On the morning of their fifth wedding anniversary, Nick Dunne (Ben Affleck) returns home to find his wife, Amy Dunne (Rosamund Pike), has vanished.

Soon becoming embroiled in a murder investigation, Affleck’s brilliantly nonchalant Nick parades around police stations and press conferences with pomp, as well as swigging beer at his sister Margo’s (Carrie Coon), and excelling at being both monumentally contemptible and average nice guy all at the same time.

Following Affleck’s steady comeback and in his finest role since Argo (2012), Nick is effortlessly effortless, or in other words, he doesn’t give a damn.

But why doesn’t he? After all, his “Amazing Amy” is missing and presumed dead.

The answer lies in Gone Girl’s absorbingly clever narrative.

Fincher skilfully deploys two story threads.

The first follows the linear aftermath of Amy’s vanishing; the police procedure, the media circus, the pseudo-celebrity status of a missing person.

At times it almost feels like a parody. But this is Fincher’s style – playfully inhumane.

The second thread, however, tells the (true?) story of Amy and Nick’s relationship from the carefree and lovey-dovey beginning.

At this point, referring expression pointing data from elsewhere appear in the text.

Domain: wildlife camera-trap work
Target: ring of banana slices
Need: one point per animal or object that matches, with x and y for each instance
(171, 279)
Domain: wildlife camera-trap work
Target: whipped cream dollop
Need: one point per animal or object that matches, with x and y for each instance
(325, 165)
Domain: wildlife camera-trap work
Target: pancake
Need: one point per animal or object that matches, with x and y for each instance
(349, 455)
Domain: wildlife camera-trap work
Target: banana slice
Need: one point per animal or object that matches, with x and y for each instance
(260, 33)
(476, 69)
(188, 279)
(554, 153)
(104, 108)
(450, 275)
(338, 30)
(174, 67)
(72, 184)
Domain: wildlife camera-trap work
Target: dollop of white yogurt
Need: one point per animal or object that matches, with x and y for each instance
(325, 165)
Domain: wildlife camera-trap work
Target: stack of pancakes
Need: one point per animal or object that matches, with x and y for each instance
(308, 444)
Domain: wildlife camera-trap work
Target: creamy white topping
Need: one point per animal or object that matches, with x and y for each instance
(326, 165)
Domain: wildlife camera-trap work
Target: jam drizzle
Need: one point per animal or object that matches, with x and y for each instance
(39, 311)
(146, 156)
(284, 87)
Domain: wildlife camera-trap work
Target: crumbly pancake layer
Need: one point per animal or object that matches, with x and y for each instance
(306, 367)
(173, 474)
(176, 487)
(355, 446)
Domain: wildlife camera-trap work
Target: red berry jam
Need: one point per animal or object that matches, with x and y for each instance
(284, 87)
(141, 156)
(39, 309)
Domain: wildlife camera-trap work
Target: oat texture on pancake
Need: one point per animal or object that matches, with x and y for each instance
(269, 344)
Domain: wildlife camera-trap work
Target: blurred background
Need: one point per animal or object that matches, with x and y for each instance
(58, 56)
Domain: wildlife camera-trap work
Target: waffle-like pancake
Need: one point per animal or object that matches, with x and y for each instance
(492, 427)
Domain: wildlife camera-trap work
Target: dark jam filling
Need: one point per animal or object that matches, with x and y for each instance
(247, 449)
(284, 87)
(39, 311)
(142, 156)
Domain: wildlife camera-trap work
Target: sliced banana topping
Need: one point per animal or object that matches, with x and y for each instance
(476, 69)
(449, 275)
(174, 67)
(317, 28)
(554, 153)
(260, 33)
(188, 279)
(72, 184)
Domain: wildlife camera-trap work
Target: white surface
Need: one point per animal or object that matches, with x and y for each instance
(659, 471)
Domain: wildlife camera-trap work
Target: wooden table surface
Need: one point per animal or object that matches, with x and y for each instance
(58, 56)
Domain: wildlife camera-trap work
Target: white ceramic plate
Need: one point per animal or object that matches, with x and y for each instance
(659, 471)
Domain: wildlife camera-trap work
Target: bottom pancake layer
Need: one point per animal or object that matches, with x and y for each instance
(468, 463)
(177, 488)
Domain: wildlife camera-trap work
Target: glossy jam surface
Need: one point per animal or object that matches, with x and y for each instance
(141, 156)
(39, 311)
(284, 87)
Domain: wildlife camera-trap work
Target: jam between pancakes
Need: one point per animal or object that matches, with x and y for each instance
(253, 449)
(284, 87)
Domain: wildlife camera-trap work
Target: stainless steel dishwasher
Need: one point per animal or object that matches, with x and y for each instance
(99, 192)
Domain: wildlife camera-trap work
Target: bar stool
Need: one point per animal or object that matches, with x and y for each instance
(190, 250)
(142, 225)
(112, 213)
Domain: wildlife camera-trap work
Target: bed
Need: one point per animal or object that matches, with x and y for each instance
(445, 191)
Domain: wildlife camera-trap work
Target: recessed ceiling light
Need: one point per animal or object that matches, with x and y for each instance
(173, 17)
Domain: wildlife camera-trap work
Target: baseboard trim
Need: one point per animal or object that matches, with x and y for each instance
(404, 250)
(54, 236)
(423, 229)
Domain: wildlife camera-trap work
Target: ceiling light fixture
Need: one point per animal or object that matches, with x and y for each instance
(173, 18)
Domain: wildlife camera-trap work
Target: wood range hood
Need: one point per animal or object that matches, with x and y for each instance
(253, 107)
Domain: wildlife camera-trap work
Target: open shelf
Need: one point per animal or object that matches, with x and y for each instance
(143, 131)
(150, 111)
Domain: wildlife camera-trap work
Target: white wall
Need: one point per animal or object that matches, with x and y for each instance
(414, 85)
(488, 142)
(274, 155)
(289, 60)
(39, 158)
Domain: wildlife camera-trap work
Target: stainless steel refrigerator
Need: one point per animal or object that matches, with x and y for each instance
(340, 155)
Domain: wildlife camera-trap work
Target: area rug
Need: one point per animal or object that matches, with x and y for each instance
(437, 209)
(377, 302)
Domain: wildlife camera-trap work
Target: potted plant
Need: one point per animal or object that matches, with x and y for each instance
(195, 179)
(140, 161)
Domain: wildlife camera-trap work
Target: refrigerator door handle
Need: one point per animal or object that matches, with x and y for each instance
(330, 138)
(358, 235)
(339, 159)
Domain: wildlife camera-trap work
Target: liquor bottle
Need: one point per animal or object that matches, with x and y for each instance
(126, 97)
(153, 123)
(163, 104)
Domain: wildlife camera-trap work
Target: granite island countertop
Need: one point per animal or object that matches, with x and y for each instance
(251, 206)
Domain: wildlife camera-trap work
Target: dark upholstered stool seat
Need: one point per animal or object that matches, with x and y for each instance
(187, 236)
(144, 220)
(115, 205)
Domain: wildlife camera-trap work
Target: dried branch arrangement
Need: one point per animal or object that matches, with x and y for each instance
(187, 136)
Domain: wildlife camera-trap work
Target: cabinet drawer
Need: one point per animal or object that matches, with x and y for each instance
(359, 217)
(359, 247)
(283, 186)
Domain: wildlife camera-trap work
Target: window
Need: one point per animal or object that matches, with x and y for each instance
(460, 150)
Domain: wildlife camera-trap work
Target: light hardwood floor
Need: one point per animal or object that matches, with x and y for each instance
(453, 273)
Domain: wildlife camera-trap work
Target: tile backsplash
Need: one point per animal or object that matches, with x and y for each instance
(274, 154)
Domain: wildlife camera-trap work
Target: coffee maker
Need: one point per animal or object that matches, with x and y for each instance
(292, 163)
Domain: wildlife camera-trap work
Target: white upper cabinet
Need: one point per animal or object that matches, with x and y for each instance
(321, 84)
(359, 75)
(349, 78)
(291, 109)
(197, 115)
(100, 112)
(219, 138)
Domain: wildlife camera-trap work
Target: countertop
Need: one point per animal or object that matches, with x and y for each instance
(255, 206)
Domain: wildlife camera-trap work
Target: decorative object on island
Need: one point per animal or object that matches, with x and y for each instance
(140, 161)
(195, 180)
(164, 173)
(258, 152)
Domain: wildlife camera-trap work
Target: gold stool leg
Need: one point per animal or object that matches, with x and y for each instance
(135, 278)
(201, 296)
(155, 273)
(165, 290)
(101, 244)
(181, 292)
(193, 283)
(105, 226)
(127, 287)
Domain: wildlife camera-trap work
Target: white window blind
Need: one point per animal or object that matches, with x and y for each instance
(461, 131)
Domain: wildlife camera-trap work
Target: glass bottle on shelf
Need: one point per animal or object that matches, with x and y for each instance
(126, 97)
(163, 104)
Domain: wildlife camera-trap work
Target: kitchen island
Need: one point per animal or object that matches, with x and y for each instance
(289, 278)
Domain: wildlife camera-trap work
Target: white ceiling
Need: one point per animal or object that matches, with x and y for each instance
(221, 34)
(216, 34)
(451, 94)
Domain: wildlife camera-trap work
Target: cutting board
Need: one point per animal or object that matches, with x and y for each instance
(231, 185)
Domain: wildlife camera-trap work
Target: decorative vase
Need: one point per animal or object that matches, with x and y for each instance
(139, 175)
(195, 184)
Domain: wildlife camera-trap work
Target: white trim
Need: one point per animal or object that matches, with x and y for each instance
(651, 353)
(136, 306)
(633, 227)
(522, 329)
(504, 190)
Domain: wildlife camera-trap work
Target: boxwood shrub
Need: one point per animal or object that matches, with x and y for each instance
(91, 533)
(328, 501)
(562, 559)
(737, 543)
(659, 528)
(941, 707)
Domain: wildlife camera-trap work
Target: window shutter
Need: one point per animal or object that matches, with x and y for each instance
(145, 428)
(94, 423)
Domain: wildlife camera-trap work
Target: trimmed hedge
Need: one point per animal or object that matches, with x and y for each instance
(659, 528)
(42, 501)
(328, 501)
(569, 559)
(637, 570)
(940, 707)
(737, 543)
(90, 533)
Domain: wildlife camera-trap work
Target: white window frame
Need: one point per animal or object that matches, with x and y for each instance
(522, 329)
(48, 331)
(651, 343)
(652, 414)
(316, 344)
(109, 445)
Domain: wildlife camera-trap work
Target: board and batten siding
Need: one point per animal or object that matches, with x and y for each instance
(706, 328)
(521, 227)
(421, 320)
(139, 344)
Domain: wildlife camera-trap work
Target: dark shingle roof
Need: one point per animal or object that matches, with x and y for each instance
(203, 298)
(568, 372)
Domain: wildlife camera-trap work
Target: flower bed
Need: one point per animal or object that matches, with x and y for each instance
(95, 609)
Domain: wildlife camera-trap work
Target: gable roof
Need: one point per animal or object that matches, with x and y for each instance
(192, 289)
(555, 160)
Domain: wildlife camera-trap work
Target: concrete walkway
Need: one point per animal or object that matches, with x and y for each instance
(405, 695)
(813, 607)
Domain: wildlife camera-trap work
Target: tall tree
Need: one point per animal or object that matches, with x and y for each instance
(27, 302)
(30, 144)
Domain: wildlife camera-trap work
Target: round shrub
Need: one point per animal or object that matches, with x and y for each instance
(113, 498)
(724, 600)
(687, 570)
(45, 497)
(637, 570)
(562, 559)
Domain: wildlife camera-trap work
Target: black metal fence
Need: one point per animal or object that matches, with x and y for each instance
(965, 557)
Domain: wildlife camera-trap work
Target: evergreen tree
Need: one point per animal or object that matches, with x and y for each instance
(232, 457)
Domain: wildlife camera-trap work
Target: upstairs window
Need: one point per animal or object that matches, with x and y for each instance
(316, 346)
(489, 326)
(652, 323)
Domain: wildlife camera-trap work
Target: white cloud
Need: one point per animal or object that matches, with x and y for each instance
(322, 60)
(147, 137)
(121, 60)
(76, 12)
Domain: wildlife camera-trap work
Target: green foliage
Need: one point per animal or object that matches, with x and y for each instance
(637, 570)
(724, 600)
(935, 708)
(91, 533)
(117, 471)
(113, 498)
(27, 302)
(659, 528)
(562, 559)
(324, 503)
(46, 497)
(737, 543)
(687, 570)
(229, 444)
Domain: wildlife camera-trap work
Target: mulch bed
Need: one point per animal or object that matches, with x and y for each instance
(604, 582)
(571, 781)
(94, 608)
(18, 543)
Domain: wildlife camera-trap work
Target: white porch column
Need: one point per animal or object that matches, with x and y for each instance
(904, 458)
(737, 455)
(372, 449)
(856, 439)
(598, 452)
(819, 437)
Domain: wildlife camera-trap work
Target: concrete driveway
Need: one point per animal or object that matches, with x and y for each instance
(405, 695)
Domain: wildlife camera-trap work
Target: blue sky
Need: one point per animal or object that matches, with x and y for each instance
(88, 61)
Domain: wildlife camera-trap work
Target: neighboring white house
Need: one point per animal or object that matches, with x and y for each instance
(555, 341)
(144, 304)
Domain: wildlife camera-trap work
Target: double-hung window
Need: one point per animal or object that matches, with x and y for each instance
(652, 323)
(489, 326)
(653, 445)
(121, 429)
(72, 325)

“We’re so cute, I could punch us in the face” says Rosamund Pike’s strikingly blonde Amy, as she monologues from a series of diary entries.

We’re given her side of the story, Amy’s take on things, the voice of a victim. We want to believe her – but should we?

It’s a real star turn from the British-born actress who, like Affleck, has perhaps suffered in her career due to a mixed bag of previous films.

But Pike grabs this one by the scruff of the neck and her performance is truly magnificent.

What keeps Gone Girl so fresh in terms of its label as a thriller is the way it progressively becomes less of a “whodunnit” and more about the how and why.

Though the how is left for an unconventional but re-energising middle-of-the-film plot twist, the why is as hugely apparent as Ben Affleck’s dimpled chin.

“That’s marriage” replies Amy (receiving biggest laugh of the film) after Nick explains that all they do is “cause each other pain”.

And being the “most mucked up people [defence attorney Tanner Bolt (Tyler Perry) has] ever met,” perhaps the institution of marriage, it seems, is only for the mentally insane?

No, perhaps not.

But you’d certainly think twice about it after seeing Gone Girl, and see it you should.